The throttle Record and Backpressure #
The throttle record tracks what is blocking the connection:
-record(throttle, {
last_blocked_at,
should_block,
blocked_by, %% set of blocking reasons
connection_blocked_message_sent
}).
blocked_by is a set that can contain:
{resource, memory}— broker memory high-watermark exceeded{resource, disk}— broker disk free space lowflow— internal credit flow signals from channel processes
The conserve_resources/3 callback is called by rabbit_alarm when the broker crosses a resource threshold. It sends a {conserve_resources, Source, Conserve} message to all reader processes:
conserve_resources(Pid, Source, {_, Conserve, _}) ->
Pid ! {conserve_resources, Source, Conserve},
ok.
When blocked_by becomes non-empty, control_throttle sets connection_state = blocked and sends connection.blocked to the client. When blocked_by becomes empty, it sends connection.unblocked and resumes recvloop.
rabbit_writer: The Sending Side #
rabbit_writer is a separate process from rabbit_reader. Separation allows rabbit_channel processes to send frames (deliveries, confirms) concurrently with rabbit_reader parsing incoming frames.
rabbit_writer receives messages from channel processes:
%% In rabbit_channel.erl, sending a frame to the client:
rabbit_writer:send_command(WriterPid, Method)
rabbit_writer:send_command_and_notify(WriterPid, QueuePid, Method, Content)
rabbit_writer serializes the method using rabbit_binary_generator:build_simple_method_frame/3 and writes to the socket.

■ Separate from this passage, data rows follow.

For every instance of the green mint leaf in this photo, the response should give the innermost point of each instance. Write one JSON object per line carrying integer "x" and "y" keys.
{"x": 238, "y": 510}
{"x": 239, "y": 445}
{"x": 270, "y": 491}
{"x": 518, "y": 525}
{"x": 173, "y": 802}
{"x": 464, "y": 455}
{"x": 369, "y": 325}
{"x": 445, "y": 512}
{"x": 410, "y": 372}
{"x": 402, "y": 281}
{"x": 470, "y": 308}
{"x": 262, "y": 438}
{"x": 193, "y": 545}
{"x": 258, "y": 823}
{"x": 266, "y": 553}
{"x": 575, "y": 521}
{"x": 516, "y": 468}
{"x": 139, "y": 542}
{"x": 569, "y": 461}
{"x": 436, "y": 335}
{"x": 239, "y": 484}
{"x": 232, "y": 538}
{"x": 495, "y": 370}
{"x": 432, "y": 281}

For content (header + body), it calls rabbit_binary_generator:build_content_frames/4 which splits the body across frames respecting frame_max.
The writer uses gen_tcp:send/2 (synchronous write). If the TCP send buffer is full (due to a slow or blocked client), gen_tcp:send blocks the writer process — this is how slow clients create backpressure on channel processes that try to deliver messages.
rabbit_heartbeat: The Keepalive Timer #
rabbit_heartbeat is a lightweight gen_server that tracks two timestamps: last byte received and last byte sent. It fires a timer at the negotiated heartbeat interval:
- If no bytes sent for
heartbeat/2seconds: send a heartbeat frame via the writer. - If no bytes received for
heartbeat * 2seconds: signalheartbeat_timeoutto the reader, which logs it and closes the connection.
%% rabbit_reader handles heartbeat timeout:
handle_other({heartbeat_send_error, _} = ErrHeartbeat, State) ->
%% The only portable way to detect disconnect on blocked
%% connection is to wait for heartbeat send failure.
...close_connection...
Note the comment: a blocked connection (no recvloop running) cannot detect TCP disconnect via async_recv. Heartbeat send failure is the only reliable disconnect signal for blocked connections.
SSL / TLS Integration #
rabbit_net is the abstraction layer over gen_tcp and ssl. All socket operations (recv, send, async_recv, setopts) go through rabbit_net, which dispatches to the appropriate module based on the socket type. Ranch handles TLS handshake before passing the socket to rabbit_reader; once the reader has the socket, TLS is transparent.
Summary #
rabbit_reader is a custom special process running a recvloop/mainloop event loop. Frame parsing is a progressive state machine: read 7-byte header → read payload → validate sentinel. Parsed method frames are dispatched to rabbit_channel processes via message-passing. rabbit_writer is a separate process handling outgoing serialization. Backpressure flows from the rabbit_alarm system → throttle record → connection_state = blocked → TCP flow control → producer blocks. rabbit_heartbeat detects dead connections especially during flow-controlled idle periods.